“Philosophical discussion in the absence of a theory is no criterion of the validity of evidence.”
-- A. N. Whitehead. Adventure of ideas. (1933:221)
In case of an investigation or in a disciplinary technology, empirically (irrationally speaking, i.e., speaking in a strict non-Cartesian way)speaking, data/corpora is the raw material (ephemeral ‘arbitrary signifiers’ in case of linguistics) to built up a theory following inductive method.
Why, then, mere ‘corpus’ is tagged with linguistics, an epistemological disciplinary technology?

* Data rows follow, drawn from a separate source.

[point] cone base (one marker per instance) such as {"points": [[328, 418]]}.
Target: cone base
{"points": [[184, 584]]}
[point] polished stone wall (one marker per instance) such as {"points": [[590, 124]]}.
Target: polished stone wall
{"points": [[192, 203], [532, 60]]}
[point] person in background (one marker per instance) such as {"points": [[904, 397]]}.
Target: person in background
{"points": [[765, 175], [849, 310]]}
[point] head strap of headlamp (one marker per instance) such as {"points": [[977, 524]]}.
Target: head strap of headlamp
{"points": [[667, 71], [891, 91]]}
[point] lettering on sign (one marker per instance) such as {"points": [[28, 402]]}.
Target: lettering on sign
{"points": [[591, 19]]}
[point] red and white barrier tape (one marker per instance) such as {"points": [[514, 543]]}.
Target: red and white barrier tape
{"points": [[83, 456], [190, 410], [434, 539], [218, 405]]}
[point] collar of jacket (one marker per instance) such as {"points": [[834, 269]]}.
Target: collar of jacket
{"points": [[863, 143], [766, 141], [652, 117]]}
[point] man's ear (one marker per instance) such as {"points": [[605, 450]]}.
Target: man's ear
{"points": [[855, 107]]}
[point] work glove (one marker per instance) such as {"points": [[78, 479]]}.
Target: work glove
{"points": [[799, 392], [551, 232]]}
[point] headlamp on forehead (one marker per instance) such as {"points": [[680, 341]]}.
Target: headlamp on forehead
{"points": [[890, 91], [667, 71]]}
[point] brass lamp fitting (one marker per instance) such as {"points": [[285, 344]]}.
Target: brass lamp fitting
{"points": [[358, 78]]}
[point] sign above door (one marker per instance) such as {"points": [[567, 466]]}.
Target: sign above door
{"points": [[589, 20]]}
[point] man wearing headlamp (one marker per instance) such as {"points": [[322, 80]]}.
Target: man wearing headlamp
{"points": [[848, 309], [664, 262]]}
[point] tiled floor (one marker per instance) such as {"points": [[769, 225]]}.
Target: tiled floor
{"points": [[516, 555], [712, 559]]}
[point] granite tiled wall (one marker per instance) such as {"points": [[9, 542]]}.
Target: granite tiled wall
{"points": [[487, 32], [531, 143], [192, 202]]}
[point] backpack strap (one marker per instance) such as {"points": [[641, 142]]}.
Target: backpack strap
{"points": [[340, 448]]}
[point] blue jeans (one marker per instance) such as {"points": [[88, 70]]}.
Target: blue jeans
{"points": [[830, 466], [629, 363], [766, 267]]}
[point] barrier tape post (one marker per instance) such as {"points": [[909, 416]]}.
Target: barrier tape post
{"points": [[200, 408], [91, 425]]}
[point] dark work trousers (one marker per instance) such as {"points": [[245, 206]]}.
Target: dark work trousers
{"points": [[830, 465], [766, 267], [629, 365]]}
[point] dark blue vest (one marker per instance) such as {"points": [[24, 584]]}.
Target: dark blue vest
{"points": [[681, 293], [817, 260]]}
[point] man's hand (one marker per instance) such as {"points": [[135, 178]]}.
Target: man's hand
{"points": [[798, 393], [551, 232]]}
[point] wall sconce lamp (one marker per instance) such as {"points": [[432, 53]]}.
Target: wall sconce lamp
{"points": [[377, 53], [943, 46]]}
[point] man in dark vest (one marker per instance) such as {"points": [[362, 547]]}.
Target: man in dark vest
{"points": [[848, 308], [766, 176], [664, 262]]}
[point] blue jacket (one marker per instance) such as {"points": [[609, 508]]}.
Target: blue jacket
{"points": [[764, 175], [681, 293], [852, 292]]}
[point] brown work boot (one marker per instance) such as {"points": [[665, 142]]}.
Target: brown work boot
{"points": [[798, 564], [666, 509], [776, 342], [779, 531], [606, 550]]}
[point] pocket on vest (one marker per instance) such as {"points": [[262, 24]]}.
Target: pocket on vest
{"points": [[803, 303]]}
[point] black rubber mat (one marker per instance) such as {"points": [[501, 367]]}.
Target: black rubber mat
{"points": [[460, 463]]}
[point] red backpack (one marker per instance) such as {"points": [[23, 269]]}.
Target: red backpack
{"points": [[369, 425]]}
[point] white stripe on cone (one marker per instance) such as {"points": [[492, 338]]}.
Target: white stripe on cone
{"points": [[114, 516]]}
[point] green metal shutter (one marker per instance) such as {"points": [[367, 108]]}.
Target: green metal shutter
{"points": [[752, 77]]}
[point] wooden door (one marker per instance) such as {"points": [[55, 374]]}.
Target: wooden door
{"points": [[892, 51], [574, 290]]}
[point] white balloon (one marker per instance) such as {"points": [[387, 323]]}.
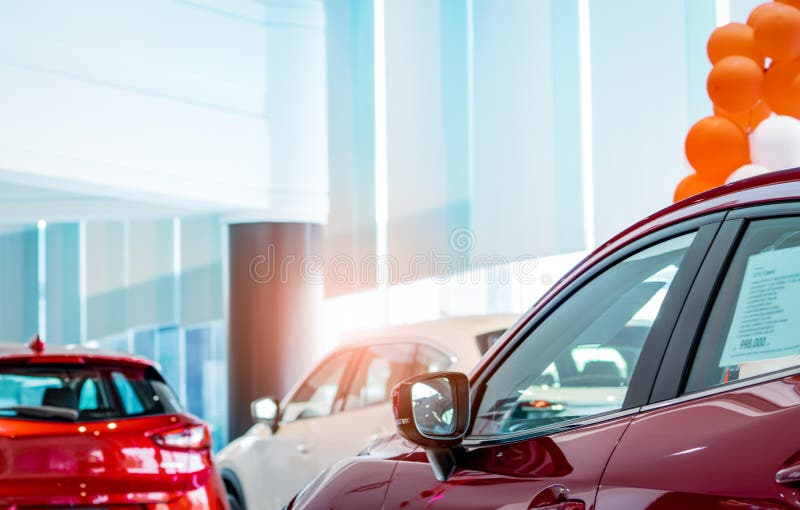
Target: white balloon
{"points": [[747, 171], [775, 144]]}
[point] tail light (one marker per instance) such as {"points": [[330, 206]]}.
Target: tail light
{"points": [[184, 437]]}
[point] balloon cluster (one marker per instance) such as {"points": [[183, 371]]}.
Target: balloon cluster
{"points": [[755, 87]]}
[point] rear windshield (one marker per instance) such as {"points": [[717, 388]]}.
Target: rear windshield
{"points": [[486, 340], [79, 393]]}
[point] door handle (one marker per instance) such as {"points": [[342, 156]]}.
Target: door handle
{"points": [[555, 497], [788, 475]]}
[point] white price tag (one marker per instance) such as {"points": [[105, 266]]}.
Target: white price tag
{"points": [[766, 322]]}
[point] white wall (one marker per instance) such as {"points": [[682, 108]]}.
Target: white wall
{"points": [[204, 104]]}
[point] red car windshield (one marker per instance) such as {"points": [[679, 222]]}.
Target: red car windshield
{"points": [[78, 393]]}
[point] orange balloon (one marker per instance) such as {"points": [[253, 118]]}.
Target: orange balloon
{"points": [[782, 87], [731, 40], [748, 120], [777, 31], [735, 84], [715, 147], [793, 3], [692, 185]]}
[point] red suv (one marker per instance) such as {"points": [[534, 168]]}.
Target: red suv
{"points": [[662, 372], [83, 429]]}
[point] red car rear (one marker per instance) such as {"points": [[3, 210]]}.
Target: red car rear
{"points": [[82, 429]]}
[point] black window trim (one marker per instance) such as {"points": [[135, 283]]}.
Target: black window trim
{"points": [[672, 377], [656, 342]]}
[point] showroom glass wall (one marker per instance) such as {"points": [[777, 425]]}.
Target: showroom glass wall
{"points": [[150, 287]]}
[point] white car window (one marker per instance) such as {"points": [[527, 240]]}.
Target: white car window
{"points": [[753, 324], [316, 396], [380, 369], [579, 360]]}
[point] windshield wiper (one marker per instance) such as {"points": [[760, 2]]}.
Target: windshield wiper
{"points": [[61, 413]]}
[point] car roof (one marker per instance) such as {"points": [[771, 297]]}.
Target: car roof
{"points": [[70, 354], [782, 186], [769, 188], [457, 336]]}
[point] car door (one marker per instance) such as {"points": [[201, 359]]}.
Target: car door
{"points": [[287, 460], [552, 403], [366, 413], [721, 430]]}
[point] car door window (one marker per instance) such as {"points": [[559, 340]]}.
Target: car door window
{"points": [[380, 369], [430, 359], [753, 325], [579, 360], [316, 396]]}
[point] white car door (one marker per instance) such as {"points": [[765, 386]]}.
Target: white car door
{"points": [[286, 461], [367, 414]]}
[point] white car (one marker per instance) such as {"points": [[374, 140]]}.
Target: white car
{"points": [[342, 406]]}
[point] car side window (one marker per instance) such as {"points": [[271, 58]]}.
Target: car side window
{"points": [[752, 326], [130, 400], [380, 369], [316, 396], [430, 359], [88, 396], [579, 360]]}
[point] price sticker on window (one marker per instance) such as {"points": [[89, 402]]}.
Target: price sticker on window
{"points": [[766, 322]]}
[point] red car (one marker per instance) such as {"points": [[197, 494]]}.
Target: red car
{"points": [[663, 372], [88, 430]]}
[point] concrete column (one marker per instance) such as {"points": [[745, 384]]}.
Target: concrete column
{"points": [[275, 298], [274, 293]]}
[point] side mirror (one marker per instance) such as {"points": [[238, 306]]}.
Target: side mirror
{"points": [[266, 410], [432, 410]]}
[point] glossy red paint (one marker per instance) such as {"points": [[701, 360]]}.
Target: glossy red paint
{"points": [[513, 475], [667, 461], [102, 464]]}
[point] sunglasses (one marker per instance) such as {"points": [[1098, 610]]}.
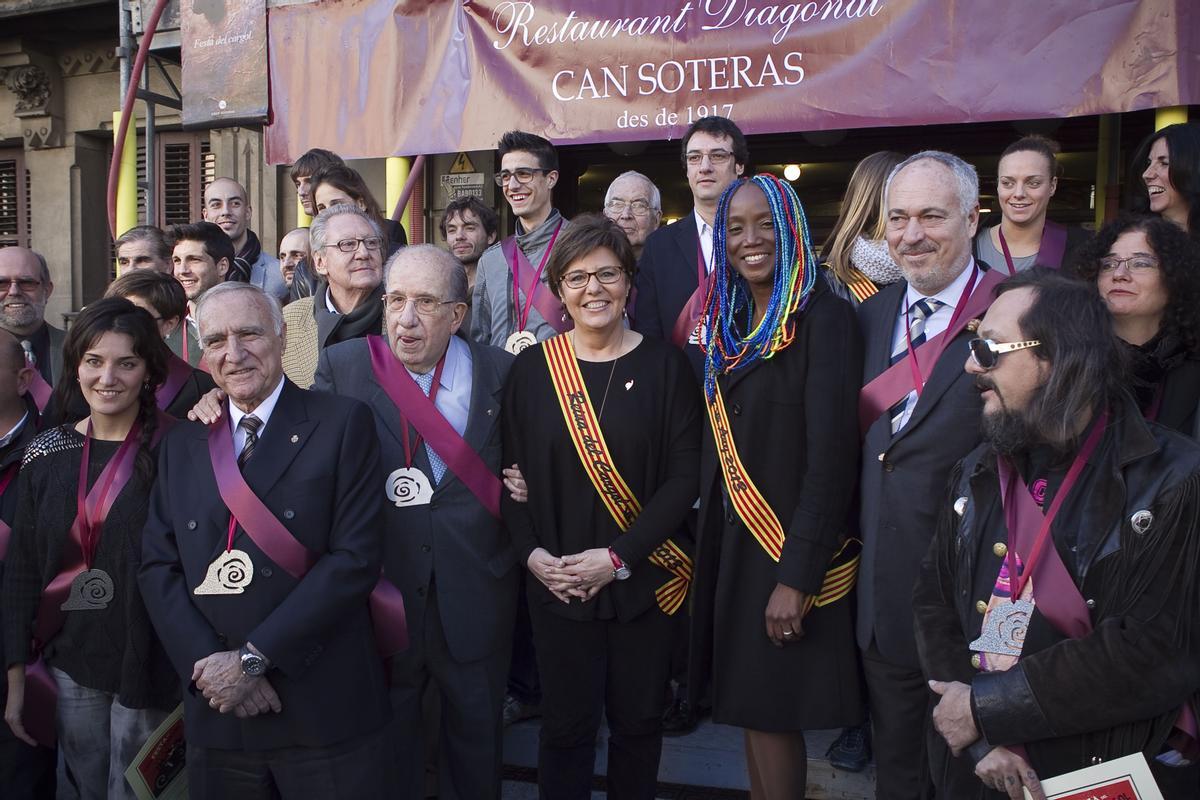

‘Corpus’ is not tagged with Physics, Geology, Psychology, Sociology etc (e.g., Corpus Physics or Corpus Sociology), though they are also dealing with data!
Collection of data and arranging them (typing?) in a digital machine do not involve any knowledge or wis(h)dom but a special skill that needs clerical precision. Documentation, no doubt, is a tiresome job. Utilizing a tool (a digital machine) as a repertoire, does not necessarily entail the birth of discipline.
Ascribing static (“thetic...”, Kristeva,1974) meaning to those entries, though needs epistemology and that can be handled by well-established theory-based disciplines: Lexicology, Semantics, Pragmatics etc. If we have such levels of linguistic analysis, do we need such dubious coinage, “Corpus Linguistics”?
And each empirical discipline needs data for further observation, experimentation and inductive generalization (one may raise Popper’s [1934, 2009] points for refuting Inductivism here), i.e., data is an initial part of the whole, but neither a theory nor a praxis.
However, it is a salebrated discipline now! Why is it so? What is the purpose of such discipline?
My friend says, “We, the residents of the so-called third world, are part of the data-collection team—don’t you understand that? How dare you? You cannot be allowed to perform theoretical plays.” (Galtung, 1980)